List all checkpoints, optionally filtered.

Returns checkpoints sorted by creation time (most recent first).

get_checkpoint(project: str, group: str, job_name: str, suffix: str) -> Optional[CheckpointInfo]

Get a specific checkpoint.

get_latest_checkpoint(project: str, group: str, job_name: str) -> Optional[CheckpointInfo]

Get the latest checkpoint for a job.

list_job_checkpoints(project: str, group: str, job_name: str) -> list[CheckpointInfo]

List all checkpoints for a specific job.

get_checkpoint_config(project: str, group: str, job_name: str, suffix: str) -> Optional[dict[str, Any]]

Read the config from a checkpoint (tries config.yaml then config.json).

get_checkpoint_job_spec(project: str, group: str, job_name: str, suffix: str) -> Optional[dict[str, Any]]

Read the job.json from a checkpoint.

count_checkpoints() -> int

Count total number of checkpoints.

get_total_size() -> int

Get total size of all checkpoints in bytes.

format_size(size_bytes: int) -> str

Format bytes as human-readable string.

delete_job_checkpoints(project: str, group: str, job_name: str) -> bool

Delete all checkpoints for a job. Returns True if successful.

LogService(status_dir: Path)

Service for reading and streaming job logs.

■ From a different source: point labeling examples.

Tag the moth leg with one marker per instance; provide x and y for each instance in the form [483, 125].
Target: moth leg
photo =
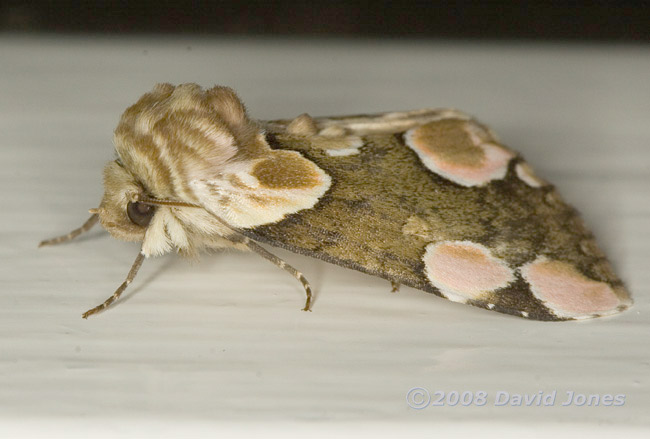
[76, 232]
[129, 278]
[280, 263]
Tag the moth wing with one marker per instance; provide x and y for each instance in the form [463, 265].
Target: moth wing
[432, 200]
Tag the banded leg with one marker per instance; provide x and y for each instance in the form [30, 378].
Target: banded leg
[280, 263]
[116, 295]
[76, 232]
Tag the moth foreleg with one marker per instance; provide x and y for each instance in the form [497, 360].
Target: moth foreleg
[76, 232]
[116, 295]
[280, 263]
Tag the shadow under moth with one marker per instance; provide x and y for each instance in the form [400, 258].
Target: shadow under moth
[426, 198]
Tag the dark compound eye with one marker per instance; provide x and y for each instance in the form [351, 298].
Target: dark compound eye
[140, 213]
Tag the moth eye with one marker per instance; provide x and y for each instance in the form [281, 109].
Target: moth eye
[140, 213]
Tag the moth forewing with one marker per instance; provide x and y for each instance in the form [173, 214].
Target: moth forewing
[427, 198]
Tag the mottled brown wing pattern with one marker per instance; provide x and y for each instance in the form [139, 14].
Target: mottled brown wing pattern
[431, 200]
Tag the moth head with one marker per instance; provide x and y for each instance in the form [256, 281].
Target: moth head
[121, 212]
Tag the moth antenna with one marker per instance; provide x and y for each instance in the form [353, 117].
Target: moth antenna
[90, 222]
[171, 203]
[252, 245]
[116, 295]
[282, 264]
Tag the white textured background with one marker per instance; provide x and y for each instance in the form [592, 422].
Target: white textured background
[222, 343]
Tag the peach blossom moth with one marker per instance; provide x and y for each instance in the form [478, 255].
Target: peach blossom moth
[428, 198]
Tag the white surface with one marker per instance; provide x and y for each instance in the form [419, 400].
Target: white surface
[222, 342]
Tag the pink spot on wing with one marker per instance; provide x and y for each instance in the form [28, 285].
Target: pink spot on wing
[494, 167]
[464, 270]
[447, 154]
[567, 292]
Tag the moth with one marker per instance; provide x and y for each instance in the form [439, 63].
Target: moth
[428, 198]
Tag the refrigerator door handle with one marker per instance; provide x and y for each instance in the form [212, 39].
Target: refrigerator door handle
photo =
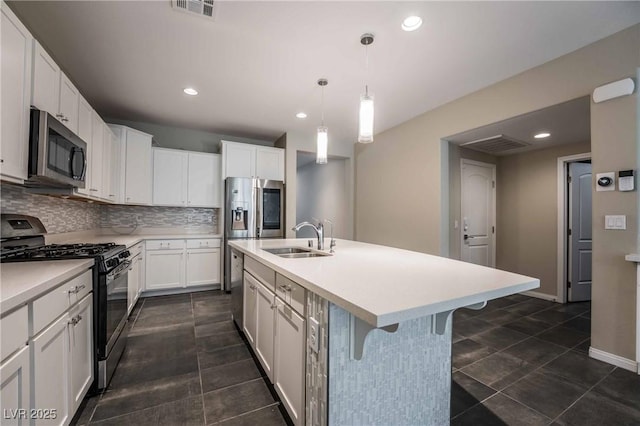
[258, 211]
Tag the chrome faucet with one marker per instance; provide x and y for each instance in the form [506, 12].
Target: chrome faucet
[319, 231]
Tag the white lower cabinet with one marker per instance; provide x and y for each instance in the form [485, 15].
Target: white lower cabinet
[15, 388]
[276, 329]
[81, 350]
[203, 266]
[178, 264]
[289, 360]
[249, 298]
[165, 269]
[51, 360]
[63, 365]
[265, 315]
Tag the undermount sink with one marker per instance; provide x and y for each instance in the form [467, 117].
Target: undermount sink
[295, 252]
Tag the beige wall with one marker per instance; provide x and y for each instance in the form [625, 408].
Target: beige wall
[307, 143]
[322, 194]
[402, 197]
[527, 213]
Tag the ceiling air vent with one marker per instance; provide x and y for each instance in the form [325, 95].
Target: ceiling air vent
[495, 144]
[202, 8]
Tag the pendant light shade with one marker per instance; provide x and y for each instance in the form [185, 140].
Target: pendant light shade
[365, 133]
[365, 127]
[321, 145]
[322, 141]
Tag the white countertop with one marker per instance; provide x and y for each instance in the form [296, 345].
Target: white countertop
[128, 240]
[633, 257]
[383, 285]
[24, 281]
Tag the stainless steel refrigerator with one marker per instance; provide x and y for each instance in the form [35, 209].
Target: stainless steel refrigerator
[254, 208]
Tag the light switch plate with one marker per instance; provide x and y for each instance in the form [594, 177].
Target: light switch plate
[603, 178]
[618, 222]
[314, 335]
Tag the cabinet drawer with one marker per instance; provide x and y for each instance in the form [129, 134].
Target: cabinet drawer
[260, 271]
[53, 304]
[14, 332]
[165, 244]
[204, 243]
[292, 293]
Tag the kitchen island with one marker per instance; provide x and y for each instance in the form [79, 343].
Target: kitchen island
[378, 330]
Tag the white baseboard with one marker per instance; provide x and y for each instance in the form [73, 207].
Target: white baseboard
[549, 297]
[612, 359]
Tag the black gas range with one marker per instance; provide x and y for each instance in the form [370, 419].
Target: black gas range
[23, 241]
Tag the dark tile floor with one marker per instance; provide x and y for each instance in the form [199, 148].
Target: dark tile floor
[185, 364]
[524, 361]
[519, 361]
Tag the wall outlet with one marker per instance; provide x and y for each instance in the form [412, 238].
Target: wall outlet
[314, 335]
[618, 222]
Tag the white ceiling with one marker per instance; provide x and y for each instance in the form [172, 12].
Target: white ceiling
[568, 122]
[257, 64]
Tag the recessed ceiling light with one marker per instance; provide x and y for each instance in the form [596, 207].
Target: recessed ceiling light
[411, 23]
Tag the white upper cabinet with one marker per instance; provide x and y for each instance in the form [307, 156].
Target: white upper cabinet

read_log(project: str, group: str, name: str, run_id: str, offset: int = 0, limit: Optional[int] = None) -> tuple[str, int]

Read log file contents.

Parameters:

Name Type Description Default
project str

Project name

required
group str

Group name

required
name str

Job name

required
run_id str

Run ID

required
offset int

Byte offset to start reading from

0
limit Optional[int]

Maximum bytes to read (None for all)

None

Returns:

Type Description
tuple[str, int]

Tuple of (content, new_offset)

tail_log(project: str, group: str, name: str, run_id: str, lines: int | None = None) -> str

Read the last N lines of a log file, or entire file if lines=None.

Parameters:

Name Type Description Default
lines int | None

Number of lines to return from end. None = entire file.

None

stream_log(project: str, group: str, name: str, run_id: str, poll_interval: float = 1.0) -> AsyncGenerator[str, None] async

Stream log file contents as they're written.

Yields new content whenever the file is updated. Uses polling - TODO: consider inotify/fsevents for efficiency.

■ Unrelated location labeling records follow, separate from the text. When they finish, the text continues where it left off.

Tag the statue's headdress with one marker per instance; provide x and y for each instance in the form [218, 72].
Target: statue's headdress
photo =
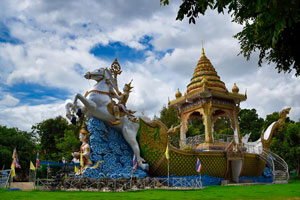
[84, 131]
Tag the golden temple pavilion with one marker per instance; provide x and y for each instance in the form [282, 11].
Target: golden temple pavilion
[208, 98]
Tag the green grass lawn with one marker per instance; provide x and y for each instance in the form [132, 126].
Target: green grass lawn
[280, 191]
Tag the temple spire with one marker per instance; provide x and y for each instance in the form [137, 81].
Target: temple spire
[203, 54]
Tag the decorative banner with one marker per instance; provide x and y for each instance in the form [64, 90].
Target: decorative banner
[32, 166]
[198, 166]
[37, 164]
[48, 168]
[15, 159]
[13, 171]
[134, 162]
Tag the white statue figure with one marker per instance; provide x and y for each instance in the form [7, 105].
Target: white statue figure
[265, 140]
[84, 149]
[98, 102]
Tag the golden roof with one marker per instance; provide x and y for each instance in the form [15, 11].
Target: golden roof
[205, 70]
[178, 94]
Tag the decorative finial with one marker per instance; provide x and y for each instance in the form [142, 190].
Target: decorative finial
[115, 68]
[204, 82]
[83, 130]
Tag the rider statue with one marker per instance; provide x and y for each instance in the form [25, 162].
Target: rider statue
[119, 108]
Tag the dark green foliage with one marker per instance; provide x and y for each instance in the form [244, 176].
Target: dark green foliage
[287, 144]
[270, 26]
[223, 126]
[24, 142]
[250, 123]
[169, 116]
[195, 127]
[57, 139]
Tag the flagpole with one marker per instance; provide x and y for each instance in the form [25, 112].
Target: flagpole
[168, 174]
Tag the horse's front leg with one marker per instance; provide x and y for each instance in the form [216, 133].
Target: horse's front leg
[130, 136]
[69, 106]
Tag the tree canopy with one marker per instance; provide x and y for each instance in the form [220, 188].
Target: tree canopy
[270, 26]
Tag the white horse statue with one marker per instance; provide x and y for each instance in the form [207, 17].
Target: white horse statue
[95, 103]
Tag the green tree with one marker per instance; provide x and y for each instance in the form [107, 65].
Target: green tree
[223, 126]
[286, 143]
[195, 127]
[24, 142]
[250, 123]
[270, 26]
[57, 138]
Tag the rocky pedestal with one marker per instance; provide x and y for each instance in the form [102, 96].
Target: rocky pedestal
[109, 145]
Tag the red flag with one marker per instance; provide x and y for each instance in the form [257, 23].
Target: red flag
[198, 166]
[134, 162]
[16, 160]
[37, 160]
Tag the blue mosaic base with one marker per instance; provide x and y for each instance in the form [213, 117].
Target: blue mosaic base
[266, 177]
[188, 182]
[109, 145]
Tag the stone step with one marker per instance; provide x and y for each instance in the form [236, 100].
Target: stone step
[25, 186]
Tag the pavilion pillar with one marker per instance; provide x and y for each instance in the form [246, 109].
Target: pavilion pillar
[183, 130]
[207, 121]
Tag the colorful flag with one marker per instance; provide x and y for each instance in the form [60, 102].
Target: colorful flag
[81, 160]
[32, 166]
[15, 159]
[48, 168]
[75, 169]
[134, 162]
[13, 171]
[37, 164]
[198, 166]
[167, 153]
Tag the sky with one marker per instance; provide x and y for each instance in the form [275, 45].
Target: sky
[47, 46]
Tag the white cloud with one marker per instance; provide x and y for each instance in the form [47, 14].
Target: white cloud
[8, 101]
[57, 36]
[23, 117]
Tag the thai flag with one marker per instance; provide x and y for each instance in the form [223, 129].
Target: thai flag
[37, 160]
[48, 168]
[134, 162]
[17, 165]
[198, 166]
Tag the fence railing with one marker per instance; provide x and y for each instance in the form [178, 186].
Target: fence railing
[108, 184]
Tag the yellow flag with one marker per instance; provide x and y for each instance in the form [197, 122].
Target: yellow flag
[32, 167]
[75, 169]
[167, 153]
[81, 159]
[13, 171]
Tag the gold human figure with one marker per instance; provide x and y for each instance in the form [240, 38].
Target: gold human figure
[121, 105]
[84, 149]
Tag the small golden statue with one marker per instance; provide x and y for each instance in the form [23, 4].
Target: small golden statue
[84, 155]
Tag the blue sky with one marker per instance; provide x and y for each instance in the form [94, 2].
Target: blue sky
[46, 47]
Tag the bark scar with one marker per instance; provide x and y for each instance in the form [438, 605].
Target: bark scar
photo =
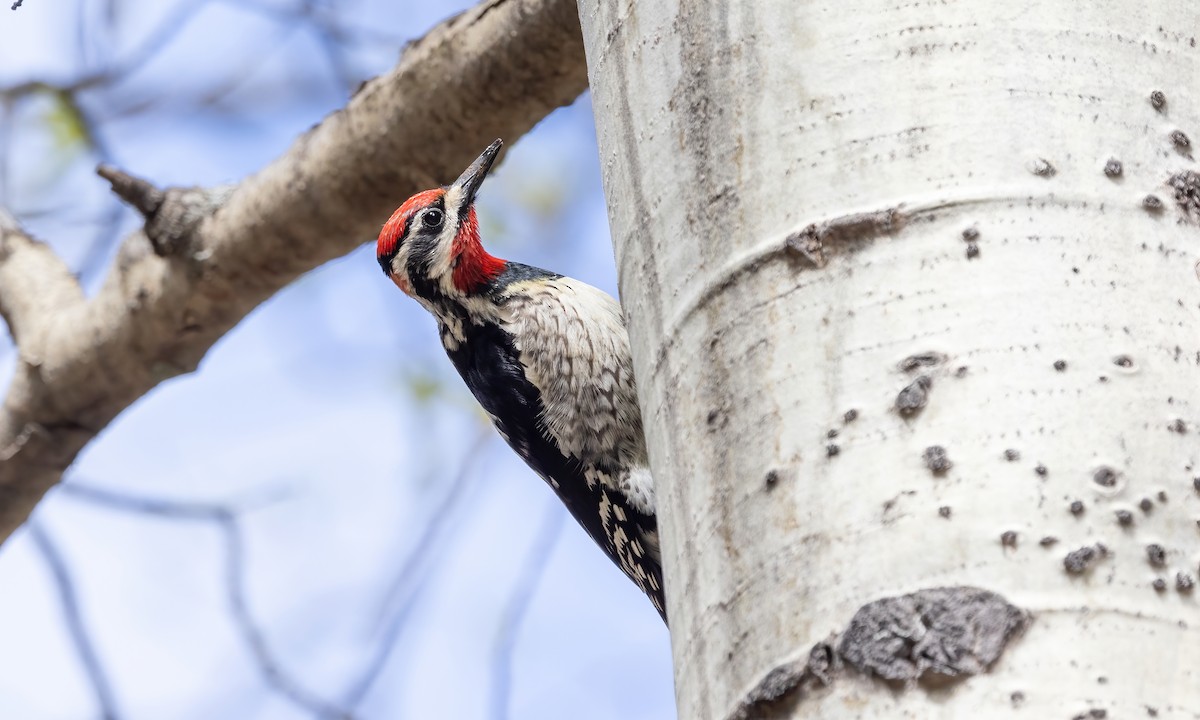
[931, 635]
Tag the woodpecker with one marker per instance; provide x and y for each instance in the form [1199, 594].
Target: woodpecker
[546, 357]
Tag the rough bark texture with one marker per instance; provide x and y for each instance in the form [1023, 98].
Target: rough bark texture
[208, 257]
[915, 305]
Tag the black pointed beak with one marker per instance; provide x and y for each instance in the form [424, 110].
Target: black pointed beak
[474, 175]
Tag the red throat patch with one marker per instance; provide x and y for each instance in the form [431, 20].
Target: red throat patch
[474, 267]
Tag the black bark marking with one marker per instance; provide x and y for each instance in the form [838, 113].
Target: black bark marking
[1079, 562]
[948, 633]
[915, 396]
[1105, 477]
[922, 360]
[936, 634]
[1186, 189]
[1156, 555]
[936, 460]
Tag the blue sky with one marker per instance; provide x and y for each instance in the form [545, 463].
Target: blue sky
[330, 418]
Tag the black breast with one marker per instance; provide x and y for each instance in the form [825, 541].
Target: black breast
[487, 360]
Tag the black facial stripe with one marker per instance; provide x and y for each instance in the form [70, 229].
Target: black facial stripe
[463, 208]
[423, 244]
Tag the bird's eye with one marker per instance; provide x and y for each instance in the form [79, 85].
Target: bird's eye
[432, 217]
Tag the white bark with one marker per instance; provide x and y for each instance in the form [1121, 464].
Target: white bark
[805, 195]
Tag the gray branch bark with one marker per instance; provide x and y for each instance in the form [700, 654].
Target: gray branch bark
[209, 256]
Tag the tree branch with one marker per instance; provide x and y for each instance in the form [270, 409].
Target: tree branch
[34, 285]
[493, 71]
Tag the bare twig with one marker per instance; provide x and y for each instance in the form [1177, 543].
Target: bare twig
[66, 589]
[491, 72]
[528, 579]
[252, 634]
[409, 580]
[226, 519]
[144, 198]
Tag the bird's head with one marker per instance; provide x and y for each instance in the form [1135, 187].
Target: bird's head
[430, 247]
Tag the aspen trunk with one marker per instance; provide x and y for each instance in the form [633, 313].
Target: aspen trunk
[915, 305]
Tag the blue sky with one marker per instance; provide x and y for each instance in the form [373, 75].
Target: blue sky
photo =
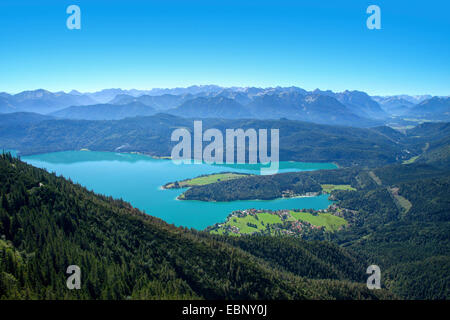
[145, 44]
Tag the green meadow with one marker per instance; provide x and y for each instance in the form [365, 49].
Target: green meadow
[206, 179]
[261, 221]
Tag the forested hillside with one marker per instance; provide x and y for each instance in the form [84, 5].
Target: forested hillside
[48, 223]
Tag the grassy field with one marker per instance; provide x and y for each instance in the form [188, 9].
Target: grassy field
[329, 221]
[327, 188]
[261, 221]
[410, 160]
[204, 180]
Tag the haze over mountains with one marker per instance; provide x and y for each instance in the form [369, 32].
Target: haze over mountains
[349, 108]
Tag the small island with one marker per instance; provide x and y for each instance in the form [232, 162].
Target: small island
[204, 180]
[305, 223]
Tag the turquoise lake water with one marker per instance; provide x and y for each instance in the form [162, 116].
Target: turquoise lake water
[138, 180]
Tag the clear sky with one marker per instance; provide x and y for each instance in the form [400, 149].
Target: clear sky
[145, 44]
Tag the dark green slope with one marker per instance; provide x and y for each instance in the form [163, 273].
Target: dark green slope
[48, 223]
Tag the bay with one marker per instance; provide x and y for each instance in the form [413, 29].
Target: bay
[138, 179]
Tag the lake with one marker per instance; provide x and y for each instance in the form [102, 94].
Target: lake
[138, 179]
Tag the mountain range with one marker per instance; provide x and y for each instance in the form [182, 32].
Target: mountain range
[349, 108]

get_log_size(project: str, group: str, name: str, run_id: str) -> int

Get the size of a log file in bytes.

log_exists(project: str, group: str, name: str, run_id: str) -> bool

Check if a log file exists.

JobCache(status_dir: Path, mode: str = 'polling', poll_interval: float = 10.0)

In-memory cache of job metadata with background refresh.

start() -> None async

Start the cache: do initial full scan, then begin background refresh.

stop() -> None async

Stop background refresh.

list_all_jobs(project: Optional[str] = None, group: Optional[str] = None, status: Optional[JobStatus] = None, limit: int = 100) -> list[JobMetadata]

List all jobs from cache, with optional filtering.

get_job(project: str, group: str, name: str, run_id: str) -> Optional[JobMetadata]

Get a single job from cache.

get_job_runs(project: str, group: str, name: str) -> list[JobMetadata]

Get all runs for a specific job name from cache.

list_projects() -> list[ProjectSummary]

List all projects with summary stats, from cache.

get_running_jobs() -> list[JobMetadata]

Get all running, non-stale jobs from cache.

get_recent_jobs(hours: int = 24, limit: int = 50) -> list[JobMetadata]

Get jobs started within the last N hours, from cache.

get_dashboard_stats() -> DashboardStats

Get aggregated stats from cache.

delete_job(project: str, group: str, name: str, run_id: str) -> None

Remove a job from the cache (called after filesystem delete).

invalidate(project: str, group: str, name: str, run_id: str) -> None

Force re-read a specific job on next incremental scan.